McCulloch is well respected by colleagues across the state, said Matt Selby, president of the Missouri Association of Prosecuting Attorneys, and is frequently called on to help in difficult cases.
“Personally, he is basically above reproach,” Selby said. “He has a vast amount of experience. But you can’t be in the jobs we are in and not have people complaining.”
McCullough is up for re-election this year and on Aug. 5 handily won his first primary challenge since 1998.
The married father of four grew up in St. Louis and earned his undergraduate and law degree from St. Louis University, according to media profiles. He was a clerk for the Missouri Court of Appeals before becoming an assistant prosecuting attorney in St. Louis County in 1978.
Protesters have demanded the name and other information about the officer involved in Brown’s shooting as well as more details about how many shots were fired and why the officer used deadly force. But McCulloch’s office and local and county police have so far refused to identify the officer, other than to say he had served for six years on the Ferguson police force.

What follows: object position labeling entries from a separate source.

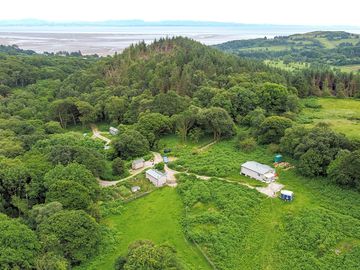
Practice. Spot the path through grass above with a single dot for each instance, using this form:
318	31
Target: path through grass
155	217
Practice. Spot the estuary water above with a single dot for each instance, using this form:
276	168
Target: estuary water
103	40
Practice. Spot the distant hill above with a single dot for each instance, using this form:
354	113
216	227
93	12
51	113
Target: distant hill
334	48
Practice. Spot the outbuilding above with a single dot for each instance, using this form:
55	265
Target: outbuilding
135	189
138	163
258	171
278	158
286	195
113	131
156	177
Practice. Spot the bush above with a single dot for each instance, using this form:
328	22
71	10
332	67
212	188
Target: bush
247	145
195	134
124	191
53	127
118	166
273	148
160	166
312	104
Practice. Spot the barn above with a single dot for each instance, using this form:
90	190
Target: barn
258	171
286	195
156	177
138	163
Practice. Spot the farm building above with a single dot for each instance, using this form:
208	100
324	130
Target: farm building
138	163
135	189
156	177
258	171
278	158
286	195
113	131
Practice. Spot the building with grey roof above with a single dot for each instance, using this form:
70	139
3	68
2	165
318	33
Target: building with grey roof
138	163
156	177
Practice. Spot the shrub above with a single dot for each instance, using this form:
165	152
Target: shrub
53	127
247	145
273	148
160	166
124	191
118	166
312	104
195	134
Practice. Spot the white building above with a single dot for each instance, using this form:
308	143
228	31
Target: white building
113	131
135	189
286	195
258	171
138	163
156	177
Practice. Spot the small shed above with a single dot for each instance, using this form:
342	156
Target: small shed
113	131
258	171
138	163
278	158
286	195
156	177
135	189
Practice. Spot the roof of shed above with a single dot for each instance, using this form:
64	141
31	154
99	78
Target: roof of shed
257	167
286	192
155	173
137	161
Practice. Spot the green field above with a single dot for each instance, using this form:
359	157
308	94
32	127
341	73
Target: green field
343	115
220	160
238	227
350	68
155	217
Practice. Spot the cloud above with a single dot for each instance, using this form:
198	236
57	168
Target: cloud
304	12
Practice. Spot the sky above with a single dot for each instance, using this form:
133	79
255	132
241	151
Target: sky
300	12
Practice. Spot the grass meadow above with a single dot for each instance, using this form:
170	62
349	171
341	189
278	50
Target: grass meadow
156	217
343	115
237	227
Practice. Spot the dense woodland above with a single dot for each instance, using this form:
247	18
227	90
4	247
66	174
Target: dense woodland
49	195
322	51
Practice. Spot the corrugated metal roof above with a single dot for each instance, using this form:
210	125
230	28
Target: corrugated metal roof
137	161
257	167
286	192
155	173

One witness, Dorian Johnson, who was walking with Brown at the time, has said in media interviews that Brown put his hands in the air and was not struggling with the officer. He said the officer fired multiple times into Brown’s head and chest. The police officer said Brown was going for his gun when he was shot, according to authorities.
St. Louis County police detectives are preparing a detailed report on the matter, which they plan to deliver to McCulloch in roughly two weeks, officials said. The prosecutor will then evaluate if criminal charges are appropriate.
Officials say the protests and lack of trust in authorities is delaying the investigation and in a news conference Wednesday McCulloch pleaded for more witnesses to come forward. “We are in still the information gathering part of the investigation,” he said.
“One thing that I have pledged is that we will do a full, fair, complete and impartial investigation into this. Nothing will be left untouched. But if we can’t get that information in it doesn’t do anybody any good.”